Practical session 2: Bandits¶

Preliminaries¶

Let's start by loading all the required libraries for this notebook.

In [28]:
import time
import numpy as np
from random import choice
from typing import Sequence, Tuple
import matplotlib.pyplot as plt
%matplotlib inline
np.random.seed(64) # Fixing the seed for reproducibility
import warnings
warnings.filterwarnings('ignore')

Setup¶

In the context of clinical trials, Phase I trials are the first stage of testing in human subjects. Their goal is to evaluate the safety (and feasibility) of the treatment and identify its side effects. The aim of a phase I dose-finding study is to determine the most appropriate dose level that should be used in further phases of the clinical trials. Traditionally, the focus is on determining the highest dose with acceptable toxicity called the Maximum Tolerated Dose (MTD).

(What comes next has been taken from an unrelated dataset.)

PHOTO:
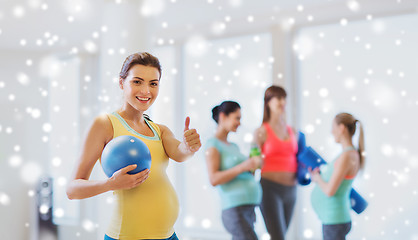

A dose-finding study involves a number K of dose levels that have been chosen by physicians based on preliminary experiments (K is usually a number between 3 and 10). Denoting by $p_k$ the (unknown) toxicity probability of dose $k$, the Maximum Tolerated Dose (MTD) is defined as the dose with a toxicity probability closest to a target:

\begin{align} k^* \in \underset{k\in\{1,\dots,K\}}{\mathrm{argmin}}|\theta - p_k| \end{align}

where $\theta$ is the pre-specified targeted toxicity probability (typically between 0.2 and 0.35). A MTD identification algorithm proceeds sequentially: at round $t$ a dose $D_t \in \{1, \dots , K\}$ is selected and administered to a patient for whom a toxicity response is observed. A binary outcome $X_t$ is revealed where $X_t = 1$ indicates that a harmful side-effect occurred and $X_t = 0$ indicates that no harmful side-effect occurred. We assume that $X_t$ is drawn from a Bernoulli distribution with mean $p_{D_t}$ and is independent from previous observations.

Hint: In this example, the reward definition is a bit different from the usual case. We would like to take the arm with minimum $|\theta - \hat{p}_k|$ where $\hat{p}_k$ is the estimated toxicity probability.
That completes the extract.